Lawyers and accountants escape licensing regime

financial-planners/commissions/disclosure/financial-services-reform/accountants/investment-advice/FPA/

16 August 2000
| By Julie Bennett |

Lawyers and accountants will not be subject to the same licensing requirements as financial planners if the findings of the Joint Statutory Committee on Corporations and Securities are accepted.

Lawyers and accountants will not be subject to the same licensing requirements as financial planners if the findings of the Joint Statutory Committee on Corporations and Securities are accepted.

The same recommendations will also exclude life advisers from having to disclose commissions on risk products.

In a parliamentary report on the Financial Services Reform Bill handed down earlier this week, the Committee recommends the expansion of the ‘declared professional bodies’ exemption, which means lawyers and accountants will not be subject to the financial planning licensing regime.

The Committee has also accepted the life industry’s argument that commission disclosure puts risk advisers at a competitive disadvantage. Consequently, life advisers will not be required to disclose commissions on risk products.

However the FPA has opposed this stance with Public Policy Manager, Con Hristodoulidis arguing that anyone who offers financial services advice should be subject to the same rules and regulations as the rest of the profession.

“The Committee’s argument that the investment advice given by accountants and lawyers is ‘incidental’ is a fallacy,” he says.

“Such advice is not considered ‘incidental’ by consumers who use it as a basis for significant financial decisions.
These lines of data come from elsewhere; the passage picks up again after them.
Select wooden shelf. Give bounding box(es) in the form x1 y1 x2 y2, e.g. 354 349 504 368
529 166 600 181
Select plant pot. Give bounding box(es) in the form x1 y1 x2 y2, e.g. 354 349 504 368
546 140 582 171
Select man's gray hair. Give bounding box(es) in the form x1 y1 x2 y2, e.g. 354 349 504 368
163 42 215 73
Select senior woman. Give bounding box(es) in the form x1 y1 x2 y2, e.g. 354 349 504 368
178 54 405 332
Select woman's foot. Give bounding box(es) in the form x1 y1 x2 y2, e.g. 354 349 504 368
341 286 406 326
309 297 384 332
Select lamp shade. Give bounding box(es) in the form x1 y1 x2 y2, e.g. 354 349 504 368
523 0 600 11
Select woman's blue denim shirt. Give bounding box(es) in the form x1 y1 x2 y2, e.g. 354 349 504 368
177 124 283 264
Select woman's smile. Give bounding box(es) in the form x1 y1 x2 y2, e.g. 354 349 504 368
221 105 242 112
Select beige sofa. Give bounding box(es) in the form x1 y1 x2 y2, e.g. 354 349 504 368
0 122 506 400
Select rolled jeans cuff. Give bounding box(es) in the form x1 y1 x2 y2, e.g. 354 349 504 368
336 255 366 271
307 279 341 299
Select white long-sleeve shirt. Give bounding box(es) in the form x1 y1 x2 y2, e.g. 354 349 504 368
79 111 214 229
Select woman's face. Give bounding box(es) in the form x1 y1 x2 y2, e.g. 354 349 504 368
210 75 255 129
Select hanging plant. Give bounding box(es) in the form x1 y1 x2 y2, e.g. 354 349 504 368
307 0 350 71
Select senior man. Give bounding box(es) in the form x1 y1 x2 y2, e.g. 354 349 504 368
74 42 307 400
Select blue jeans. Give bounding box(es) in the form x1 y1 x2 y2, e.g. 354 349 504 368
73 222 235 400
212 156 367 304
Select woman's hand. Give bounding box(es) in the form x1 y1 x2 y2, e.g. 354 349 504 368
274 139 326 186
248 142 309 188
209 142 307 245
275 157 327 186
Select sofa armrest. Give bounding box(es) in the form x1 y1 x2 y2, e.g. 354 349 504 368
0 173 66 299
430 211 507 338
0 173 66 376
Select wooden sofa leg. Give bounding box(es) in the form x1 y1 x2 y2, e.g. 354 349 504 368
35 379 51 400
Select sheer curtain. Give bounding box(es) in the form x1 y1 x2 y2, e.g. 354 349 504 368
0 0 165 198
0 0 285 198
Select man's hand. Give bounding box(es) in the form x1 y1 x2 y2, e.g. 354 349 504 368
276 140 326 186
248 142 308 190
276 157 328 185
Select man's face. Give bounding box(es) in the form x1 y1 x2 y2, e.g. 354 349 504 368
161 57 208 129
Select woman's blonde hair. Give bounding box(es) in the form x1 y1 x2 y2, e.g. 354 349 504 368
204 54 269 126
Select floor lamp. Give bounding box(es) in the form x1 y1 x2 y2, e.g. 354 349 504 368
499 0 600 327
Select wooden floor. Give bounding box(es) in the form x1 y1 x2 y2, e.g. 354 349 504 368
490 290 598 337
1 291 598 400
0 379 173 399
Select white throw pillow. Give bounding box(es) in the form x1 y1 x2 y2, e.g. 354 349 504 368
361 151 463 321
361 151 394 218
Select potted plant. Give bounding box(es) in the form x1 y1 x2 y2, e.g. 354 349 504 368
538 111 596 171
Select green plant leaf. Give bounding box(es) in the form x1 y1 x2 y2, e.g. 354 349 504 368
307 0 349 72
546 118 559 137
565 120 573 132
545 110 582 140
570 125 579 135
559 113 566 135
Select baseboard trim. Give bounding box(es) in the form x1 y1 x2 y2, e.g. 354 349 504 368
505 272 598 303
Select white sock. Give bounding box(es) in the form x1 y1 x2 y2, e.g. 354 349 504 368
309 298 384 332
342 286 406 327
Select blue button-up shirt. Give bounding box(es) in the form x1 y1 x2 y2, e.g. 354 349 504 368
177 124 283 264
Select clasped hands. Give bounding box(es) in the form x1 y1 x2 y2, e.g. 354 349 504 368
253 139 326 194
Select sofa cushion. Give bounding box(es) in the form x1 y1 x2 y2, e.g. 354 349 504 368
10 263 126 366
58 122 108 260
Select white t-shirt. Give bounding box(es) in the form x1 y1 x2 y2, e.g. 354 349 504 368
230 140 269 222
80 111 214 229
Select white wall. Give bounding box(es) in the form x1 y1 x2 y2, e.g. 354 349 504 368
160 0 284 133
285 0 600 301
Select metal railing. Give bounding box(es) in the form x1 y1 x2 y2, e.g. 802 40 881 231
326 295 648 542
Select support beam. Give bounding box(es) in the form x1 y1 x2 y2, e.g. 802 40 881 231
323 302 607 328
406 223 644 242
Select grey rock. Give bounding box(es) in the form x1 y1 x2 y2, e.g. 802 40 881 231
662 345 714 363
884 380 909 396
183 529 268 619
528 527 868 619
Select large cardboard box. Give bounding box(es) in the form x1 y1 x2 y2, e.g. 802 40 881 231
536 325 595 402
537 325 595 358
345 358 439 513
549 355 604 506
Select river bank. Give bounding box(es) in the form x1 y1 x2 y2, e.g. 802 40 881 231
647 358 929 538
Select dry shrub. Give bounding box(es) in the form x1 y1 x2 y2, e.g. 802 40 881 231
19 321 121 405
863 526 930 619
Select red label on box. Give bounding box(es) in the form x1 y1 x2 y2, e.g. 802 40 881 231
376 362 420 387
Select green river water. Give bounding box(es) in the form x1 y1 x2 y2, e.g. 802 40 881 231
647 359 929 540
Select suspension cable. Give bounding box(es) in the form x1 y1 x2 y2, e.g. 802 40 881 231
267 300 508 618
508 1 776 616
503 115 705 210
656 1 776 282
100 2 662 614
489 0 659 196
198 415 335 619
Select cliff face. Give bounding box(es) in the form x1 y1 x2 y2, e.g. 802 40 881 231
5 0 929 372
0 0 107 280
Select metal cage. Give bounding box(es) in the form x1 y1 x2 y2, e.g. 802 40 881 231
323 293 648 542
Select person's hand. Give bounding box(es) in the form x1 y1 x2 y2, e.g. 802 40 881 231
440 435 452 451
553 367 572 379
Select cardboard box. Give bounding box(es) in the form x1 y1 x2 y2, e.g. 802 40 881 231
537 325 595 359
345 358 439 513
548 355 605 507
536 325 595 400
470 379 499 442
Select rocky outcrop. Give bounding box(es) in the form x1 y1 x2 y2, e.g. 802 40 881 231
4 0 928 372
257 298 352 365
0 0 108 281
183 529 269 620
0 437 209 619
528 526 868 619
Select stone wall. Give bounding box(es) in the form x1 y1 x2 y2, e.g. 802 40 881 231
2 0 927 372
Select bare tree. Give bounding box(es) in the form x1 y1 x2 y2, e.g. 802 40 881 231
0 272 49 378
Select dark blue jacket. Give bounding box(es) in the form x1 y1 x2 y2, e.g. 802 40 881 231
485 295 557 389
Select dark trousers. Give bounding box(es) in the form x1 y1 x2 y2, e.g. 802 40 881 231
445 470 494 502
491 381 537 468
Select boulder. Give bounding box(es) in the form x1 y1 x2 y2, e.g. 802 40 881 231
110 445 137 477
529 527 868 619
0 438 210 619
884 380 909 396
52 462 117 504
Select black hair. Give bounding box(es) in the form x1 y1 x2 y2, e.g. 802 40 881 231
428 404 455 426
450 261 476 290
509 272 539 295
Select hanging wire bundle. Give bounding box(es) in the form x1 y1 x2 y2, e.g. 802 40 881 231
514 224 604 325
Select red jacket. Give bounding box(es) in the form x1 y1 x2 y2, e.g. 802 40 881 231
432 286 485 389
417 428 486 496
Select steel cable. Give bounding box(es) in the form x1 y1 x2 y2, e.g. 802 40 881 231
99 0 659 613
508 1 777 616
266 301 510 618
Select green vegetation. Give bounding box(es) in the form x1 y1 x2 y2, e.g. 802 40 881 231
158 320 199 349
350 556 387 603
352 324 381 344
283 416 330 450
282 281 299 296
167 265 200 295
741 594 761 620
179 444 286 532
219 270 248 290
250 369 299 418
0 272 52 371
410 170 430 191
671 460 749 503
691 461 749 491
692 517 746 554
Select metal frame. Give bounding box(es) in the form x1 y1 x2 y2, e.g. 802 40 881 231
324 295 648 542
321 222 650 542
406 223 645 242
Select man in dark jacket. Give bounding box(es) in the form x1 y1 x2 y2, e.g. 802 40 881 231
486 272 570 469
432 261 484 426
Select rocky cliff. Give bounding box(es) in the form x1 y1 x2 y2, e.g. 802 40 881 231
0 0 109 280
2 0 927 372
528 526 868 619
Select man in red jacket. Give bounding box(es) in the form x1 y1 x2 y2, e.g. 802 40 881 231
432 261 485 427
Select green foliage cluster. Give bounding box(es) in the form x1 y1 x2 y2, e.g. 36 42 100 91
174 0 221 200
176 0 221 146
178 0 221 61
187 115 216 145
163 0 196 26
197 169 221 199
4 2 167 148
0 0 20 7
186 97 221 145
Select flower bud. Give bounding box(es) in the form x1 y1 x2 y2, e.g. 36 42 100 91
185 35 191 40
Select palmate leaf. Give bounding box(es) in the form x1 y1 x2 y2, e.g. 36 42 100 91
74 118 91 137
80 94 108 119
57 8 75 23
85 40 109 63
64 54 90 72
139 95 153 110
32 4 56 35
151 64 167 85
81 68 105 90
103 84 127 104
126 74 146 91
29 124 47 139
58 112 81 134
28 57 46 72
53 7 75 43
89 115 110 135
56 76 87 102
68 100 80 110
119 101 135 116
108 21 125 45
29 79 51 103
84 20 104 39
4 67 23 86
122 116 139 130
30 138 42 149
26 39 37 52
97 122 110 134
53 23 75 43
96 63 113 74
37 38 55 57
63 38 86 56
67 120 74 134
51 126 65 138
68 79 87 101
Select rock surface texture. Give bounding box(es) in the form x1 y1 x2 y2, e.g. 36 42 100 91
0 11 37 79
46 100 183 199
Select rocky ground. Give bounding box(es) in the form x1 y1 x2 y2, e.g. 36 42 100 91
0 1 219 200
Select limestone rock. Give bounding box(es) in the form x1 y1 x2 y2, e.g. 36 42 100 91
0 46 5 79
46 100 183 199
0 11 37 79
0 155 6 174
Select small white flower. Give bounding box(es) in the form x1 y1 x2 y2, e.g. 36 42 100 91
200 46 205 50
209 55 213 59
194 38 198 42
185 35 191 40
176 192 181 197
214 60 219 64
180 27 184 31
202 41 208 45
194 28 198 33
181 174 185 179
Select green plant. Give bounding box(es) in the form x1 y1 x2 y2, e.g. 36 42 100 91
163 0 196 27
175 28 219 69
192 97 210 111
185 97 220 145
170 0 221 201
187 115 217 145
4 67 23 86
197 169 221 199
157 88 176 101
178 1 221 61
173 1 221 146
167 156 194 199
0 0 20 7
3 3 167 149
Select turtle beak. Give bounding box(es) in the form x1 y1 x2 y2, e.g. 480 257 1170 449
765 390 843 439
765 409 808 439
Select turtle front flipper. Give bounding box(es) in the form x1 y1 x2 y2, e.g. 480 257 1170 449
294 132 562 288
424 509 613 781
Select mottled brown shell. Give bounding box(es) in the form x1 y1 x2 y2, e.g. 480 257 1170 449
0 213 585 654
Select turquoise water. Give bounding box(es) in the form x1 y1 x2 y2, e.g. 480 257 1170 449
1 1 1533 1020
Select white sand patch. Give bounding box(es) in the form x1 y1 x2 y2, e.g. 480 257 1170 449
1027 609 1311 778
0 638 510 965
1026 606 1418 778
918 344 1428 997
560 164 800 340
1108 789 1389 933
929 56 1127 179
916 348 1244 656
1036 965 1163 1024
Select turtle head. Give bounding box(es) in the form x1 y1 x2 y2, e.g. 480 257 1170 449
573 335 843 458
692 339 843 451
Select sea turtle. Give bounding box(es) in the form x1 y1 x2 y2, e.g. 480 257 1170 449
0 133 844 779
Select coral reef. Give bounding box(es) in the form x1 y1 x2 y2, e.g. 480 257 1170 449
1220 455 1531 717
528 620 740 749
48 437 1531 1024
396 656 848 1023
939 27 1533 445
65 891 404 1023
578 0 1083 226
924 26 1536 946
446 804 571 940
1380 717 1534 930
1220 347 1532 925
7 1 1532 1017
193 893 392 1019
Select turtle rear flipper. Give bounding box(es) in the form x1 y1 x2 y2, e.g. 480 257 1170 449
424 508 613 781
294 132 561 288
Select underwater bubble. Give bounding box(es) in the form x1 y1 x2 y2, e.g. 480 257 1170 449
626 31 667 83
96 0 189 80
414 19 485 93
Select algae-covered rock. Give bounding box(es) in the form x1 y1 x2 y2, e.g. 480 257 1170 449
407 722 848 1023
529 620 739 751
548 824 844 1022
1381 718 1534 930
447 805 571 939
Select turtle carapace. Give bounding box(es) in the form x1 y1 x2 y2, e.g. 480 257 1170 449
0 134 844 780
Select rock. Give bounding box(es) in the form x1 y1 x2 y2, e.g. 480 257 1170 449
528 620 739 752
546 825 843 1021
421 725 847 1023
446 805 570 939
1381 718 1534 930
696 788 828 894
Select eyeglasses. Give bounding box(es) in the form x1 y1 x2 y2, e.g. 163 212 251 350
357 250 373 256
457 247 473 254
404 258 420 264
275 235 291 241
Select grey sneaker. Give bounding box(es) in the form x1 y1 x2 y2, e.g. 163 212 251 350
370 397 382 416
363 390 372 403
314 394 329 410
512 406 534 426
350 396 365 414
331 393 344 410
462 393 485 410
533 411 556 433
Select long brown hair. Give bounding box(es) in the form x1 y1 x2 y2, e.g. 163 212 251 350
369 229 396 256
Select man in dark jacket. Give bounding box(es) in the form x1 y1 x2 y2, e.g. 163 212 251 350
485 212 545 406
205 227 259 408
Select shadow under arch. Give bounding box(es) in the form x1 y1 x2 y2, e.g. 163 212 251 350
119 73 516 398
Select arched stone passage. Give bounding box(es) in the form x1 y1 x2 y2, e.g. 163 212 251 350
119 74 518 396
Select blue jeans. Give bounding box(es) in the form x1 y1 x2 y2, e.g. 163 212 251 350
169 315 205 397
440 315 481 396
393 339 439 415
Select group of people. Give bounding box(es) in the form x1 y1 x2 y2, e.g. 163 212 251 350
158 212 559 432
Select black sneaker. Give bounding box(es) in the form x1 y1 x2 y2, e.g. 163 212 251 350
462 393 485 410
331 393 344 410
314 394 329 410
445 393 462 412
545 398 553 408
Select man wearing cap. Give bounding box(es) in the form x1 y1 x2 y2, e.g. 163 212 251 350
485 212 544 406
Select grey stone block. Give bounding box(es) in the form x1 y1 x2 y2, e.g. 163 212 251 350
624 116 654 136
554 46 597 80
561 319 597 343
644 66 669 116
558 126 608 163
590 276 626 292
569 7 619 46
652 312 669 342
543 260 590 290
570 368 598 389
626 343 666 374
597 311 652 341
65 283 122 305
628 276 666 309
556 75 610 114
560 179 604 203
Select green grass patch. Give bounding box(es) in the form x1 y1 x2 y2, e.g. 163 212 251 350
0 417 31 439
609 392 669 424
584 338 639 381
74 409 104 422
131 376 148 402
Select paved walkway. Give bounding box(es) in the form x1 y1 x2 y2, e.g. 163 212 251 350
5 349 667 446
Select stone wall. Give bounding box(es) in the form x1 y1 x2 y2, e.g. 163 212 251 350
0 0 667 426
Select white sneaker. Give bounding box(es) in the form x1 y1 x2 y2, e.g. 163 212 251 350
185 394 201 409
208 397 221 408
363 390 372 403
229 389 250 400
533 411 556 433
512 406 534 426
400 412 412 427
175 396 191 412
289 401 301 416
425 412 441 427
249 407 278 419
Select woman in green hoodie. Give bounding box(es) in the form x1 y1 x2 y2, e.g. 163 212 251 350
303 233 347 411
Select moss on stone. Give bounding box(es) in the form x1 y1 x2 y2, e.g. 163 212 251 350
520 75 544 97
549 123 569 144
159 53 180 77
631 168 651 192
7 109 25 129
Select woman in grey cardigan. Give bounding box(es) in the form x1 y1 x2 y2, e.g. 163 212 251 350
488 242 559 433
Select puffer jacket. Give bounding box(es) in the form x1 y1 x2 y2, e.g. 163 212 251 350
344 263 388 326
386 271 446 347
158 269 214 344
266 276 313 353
Feedback from our members indicates that a significant number of consumers have lost money because of so-called ‘incidental’ advice.”

Hristodoulidis further argues that consumer protection will be undermined if life advisers are exempted from disclosure obligations.

“The Committee’s acceptance of the argument that such disclosure requirements would act as a competitive disadvantage for life agents is an insult to consumers,” he says. “Consumers have a right to know where undisclosed incentives are biasing the advice.”